En effet, s'il demeure jusque là difficile
d'établir avec exactitude le nombre des victimes civiles
blessées et/ou tuées du fait que le secteur de combats est
interdit d'accès, notre équipe dépêchée sur les lieux pour
vérifier ces allégations annonce que plusieurs militaires aux
ordres du Colonel Mosala reviennent du front avec des biens et
des effets appartenant à des civils. Il s'agit notamment des
vaches, chèvres, porcs, poules, bidons d'huile de palme,
matelas en mousse, vélos, sacs bondés d'habits essentiellement
dames, … qu'ils mettent actuellement en vente à Kamanyola et à
Luvungi.
Interrogés sur le pourquoi du recours par les FARDC en
expédition à cette pratique qui ternit l'image des hommes sous
le drapeau congolais et qui ne favorise pas la réconciliation
entre eux et la population dont ils sont appelés à protéger la
vie et les biens, un soldat nous a dit que : « une guerre
sans butin n'en est pas une. Personne ne voudrait y aller. Tu
vois, avec ça (il nous montre les habits dans un sac) ma femme
va aussi bien se vêtir et devenir élégante, peu importe la
provenance de ces habits. D'ailleurs, elle sera contente du
fait que je les ai obtenus au prix de ma tête ». Et un
autre de poursuivre, « nous n'avons pas de choix, les
conditions de vie des militaires sont difficiles. On ne nous
paie pas à vrai dire. Qui peut vivre, avec une famille ou
seul, 30 jours durant avec les 5 minutes (un surnom donné aux
5.000 Francs congolais de solde mensuelle, équivalent de 10$)

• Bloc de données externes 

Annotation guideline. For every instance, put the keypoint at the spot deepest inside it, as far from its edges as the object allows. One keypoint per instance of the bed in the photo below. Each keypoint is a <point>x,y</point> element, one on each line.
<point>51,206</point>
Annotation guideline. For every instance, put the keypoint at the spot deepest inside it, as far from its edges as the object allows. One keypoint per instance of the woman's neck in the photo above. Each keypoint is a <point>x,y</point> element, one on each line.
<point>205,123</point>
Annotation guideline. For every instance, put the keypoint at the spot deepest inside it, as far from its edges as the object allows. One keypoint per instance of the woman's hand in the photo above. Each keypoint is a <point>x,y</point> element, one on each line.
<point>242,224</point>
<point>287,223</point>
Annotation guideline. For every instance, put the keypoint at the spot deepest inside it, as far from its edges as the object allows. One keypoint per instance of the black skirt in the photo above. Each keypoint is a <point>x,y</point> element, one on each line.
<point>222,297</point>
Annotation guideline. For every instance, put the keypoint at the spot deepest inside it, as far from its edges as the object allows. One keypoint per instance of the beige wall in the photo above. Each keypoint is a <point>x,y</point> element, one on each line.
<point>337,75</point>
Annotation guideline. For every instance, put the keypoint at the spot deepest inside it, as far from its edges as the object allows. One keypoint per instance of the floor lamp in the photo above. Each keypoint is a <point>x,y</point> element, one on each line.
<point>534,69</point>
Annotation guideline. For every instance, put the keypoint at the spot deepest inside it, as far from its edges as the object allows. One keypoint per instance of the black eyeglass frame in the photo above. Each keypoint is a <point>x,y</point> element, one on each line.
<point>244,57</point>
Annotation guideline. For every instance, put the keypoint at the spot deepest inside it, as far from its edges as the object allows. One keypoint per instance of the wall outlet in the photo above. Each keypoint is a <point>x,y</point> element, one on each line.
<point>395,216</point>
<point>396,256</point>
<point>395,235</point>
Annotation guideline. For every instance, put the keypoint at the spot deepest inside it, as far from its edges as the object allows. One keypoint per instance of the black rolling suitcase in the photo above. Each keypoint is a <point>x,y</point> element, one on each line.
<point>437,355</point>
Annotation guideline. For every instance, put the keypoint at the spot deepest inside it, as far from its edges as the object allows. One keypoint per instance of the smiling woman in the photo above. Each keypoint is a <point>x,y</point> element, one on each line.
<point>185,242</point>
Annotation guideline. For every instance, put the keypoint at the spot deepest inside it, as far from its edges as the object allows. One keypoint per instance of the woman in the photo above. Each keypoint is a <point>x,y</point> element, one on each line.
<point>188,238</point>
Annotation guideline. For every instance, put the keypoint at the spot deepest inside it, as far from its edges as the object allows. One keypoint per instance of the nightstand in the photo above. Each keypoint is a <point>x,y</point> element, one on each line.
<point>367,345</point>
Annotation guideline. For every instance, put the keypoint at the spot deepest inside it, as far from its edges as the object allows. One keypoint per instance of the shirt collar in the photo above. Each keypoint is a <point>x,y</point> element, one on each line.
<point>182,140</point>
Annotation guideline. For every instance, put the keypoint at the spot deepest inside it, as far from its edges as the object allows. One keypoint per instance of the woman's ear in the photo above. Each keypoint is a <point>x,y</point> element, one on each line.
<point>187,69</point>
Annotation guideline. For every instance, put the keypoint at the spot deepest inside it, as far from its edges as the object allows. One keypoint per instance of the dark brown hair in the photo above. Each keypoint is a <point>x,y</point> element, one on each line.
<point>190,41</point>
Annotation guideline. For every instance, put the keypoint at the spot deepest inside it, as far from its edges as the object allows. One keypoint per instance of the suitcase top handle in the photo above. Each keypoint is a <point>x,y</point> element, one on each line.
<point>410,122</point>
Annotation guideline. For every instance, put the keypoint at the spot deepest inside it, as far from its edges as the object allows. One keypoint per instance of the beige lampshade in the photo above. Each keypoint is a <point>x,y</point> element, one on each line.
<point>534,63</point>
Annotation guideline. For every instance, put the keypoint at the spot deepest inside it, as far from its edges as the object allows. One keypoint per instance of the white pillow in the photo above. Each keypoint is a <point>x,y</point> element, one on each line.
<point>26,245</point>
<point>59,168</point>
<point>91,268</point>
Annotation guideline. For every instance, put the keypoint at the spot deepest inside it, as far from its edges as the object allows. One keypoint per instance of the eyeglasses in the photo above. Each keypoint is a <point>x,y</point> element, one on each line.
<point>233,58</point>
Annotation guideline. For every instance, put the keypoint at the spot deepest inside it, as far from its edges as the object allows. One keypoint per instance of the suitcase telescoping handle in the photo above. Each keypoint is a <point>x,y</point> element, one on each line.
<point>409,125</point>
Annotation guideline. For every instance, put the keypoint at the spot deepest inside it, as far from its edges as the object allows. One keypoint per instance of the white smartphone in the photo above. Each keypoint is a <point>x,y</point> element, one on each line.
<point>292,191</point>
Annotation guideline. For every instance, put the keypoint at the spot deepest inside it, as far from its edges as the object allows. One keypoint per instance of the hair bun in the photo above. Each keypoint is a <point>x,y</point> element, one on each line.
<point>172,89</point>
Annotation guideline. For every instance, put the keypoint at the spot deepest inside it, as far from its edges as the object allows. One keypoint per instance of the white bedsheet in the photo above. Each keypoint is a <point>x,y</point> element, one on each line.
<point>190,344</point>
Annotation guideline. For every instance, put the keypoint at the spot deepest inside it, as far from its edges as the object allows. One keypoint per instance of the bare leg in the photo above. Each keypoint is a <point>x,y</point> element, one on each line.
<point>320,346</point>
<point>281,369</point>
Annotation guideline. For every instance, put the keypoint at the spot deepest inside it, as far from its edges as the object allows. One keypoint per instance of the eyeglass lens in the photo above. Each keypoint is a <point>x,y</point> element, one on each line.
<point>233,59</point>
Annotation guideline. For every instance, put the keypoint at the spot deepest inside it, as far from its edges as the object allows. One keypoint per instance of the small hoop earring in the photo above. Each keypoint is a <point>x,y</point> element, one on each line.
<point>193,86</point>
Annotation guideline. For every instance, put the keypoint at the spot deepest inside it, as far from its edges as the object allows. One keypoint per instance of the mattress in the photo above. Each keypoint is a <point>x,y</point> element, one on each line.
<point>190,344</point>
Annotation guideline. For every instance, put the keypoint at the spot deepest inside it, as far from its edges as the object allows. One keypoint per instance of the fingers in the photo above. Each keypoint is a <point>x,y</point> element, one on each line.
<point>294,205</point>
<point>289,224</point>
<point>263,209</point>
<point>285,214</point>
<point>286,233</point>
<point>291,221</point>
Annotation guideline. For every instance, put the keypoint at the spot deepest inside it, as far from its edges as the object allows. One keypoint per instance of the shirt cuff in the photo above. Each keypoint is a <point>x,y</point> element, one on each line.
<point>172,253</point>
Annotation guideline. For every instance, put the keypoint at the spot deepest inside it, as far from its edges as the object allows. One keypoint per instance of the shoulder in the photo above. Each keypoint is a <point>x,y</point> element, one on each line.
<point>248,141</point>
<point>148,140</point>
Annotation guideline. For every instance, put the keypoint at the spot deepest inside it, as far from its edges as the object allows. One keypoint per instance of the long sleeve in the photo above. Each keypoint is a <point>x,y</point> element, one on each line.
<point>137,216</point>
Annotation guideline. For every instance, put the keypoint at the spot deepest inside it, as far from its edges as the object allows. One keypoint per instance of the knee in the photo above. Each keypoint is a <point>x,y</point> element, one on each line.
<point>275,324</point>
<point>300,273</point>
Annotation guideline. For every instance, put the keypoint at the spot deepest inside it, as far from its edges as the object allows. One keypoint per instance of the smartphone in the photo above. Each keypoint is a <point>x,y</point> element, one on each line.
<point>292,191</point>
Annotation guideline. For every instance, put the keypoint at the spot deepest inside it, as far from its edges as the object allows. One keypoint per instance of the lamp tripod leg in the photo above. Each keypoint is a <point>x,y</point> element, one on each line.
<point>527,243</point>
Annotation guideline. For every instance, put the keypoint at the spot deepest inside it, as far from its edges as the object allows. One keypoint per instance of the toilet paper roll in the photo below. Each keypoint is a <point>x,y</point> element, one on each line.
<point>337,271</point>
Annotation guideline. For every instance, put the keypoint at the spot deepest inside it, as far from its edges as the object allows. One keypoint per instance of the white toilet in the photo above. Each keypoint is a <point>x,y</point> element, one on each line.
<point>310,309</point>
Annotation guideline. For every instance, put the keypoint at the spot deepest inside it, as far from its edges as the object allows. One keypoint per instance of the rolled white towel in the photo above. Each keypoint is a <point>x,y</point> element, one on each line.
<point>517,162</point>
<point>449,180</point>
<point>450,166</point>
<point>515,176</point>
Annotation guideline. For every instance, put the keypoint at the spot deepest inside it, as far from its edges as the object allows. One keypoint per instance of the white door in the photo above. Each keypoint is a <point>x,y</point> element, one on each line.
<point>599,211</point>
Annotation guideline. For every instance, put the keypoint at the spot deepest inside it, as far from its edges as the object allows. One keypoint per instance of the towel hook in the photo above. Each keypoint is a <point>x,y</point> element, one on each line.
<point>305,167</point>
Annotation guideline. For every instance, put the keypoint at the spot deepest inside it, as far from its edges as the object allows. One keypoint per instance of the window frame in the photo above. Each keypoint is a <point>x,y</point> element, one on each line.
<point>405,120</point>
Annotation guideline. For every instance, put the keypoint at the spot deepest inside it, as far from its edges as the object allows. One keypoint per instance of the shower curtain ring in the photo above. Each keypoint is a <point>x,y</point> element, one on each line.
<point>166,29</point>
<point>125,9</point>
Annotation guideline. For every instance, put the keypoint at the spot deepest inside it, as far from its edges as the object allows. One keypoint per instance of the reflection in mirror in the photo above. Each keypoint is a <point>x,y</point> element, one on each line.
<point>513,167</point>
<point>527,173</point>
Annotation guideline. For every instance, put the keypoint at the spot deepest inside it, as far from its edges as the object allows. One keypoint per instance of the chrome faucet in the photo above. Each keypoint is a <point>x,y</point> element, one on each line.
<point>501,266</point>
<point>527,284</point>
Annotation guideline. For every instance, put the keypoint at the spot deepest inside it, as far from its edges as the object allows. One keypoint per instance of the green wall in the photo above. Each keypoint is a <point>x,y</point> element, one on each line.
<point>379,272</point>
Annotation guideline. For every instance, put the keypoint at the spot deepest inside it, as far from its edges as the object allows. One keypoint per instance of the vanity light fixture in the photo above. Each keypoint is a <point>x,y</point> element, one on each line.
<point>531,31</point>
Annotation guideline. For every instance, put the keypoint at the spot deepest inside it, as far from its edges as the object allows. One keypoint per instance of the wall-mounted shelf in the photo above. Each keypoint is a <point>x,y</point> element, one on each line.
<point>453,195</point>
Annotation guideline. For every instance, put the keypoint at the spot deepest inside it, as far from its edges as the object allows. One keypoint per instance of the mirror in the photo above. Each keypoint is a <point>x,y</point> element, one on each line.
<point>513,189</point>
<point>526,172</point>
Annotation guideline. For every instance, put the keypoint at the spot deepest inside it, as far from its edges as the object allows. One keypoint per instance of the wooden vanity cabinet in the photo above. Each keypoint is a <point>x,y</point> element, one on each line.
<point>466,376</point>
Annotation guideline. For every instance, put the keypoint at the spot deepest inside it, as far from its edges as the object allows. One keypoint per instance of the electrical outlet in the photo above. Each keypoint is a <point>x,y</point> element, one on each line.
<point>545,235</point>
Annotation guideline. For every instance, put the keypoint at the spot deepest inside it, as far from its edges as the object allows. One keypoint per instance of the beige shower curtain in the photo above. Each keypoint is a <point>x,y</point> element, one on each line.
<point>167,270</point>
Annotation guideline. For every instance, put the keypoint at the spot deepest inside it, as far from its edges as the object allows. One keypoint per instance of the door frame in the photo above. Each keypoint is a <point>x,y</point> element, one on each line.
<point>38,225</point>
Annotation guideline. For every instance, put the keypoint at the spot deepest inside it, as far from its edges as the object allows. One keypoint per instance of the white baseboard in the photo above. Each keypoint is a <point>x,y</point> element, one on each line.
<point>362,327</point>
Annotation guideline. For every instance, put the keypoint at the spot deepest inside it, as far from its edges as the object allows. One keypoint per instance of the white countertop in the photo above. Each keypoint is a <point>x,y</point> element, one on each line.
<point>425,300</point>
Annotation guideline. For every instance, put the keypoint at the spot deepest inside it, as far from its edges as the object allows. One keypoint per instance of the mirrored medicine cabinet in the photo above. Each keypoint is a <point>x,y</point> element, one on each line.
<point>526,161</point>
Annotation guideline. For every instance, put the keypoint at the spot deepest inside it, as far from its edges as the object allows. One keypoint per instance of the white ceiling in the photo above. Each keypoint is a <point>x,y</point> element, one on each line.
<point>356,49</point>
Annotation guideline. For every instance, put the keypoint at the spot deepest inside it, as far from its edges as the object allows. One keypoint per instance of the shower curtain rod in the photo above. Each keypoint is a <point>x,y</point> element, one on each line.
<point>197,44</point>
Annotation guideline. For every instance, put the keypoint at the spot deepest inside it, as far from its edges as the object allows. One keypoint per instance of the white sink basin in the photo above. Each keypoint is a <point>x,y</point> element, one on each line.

que l'Etat nous paie. Ne soyez donc pas étonné que lors d'une
occasion pareille, c'est chaque militaire qui cherche à en
profiter au maximum, qu'importe si c'est aux dépens de la
population. C'est d'ailleurs chez celle-ci que l'on peut
encore trouver ce qui peut plaire le militaire et à sa famille
».
A
la question de savoir la réaction de leurs chefs quand ils
apprennent qu'ils livrent au pillage des villages, un
troisième homme de troupe que nous avons rencontré a soutenu
que : « nos chefs sont au courant de ce que nous faisons et
à mon avis, le pillage des biens civils que nous faisons est
une motivation supplémentaire, si pas la première, qui nous
encourage à aller au front. D'ailleurs plusieurs de nos
compagnons qui n'ont pas pu rentrer avec quelque chose ou qui
ne sont pas partis sont en conflit avec leurs femmes »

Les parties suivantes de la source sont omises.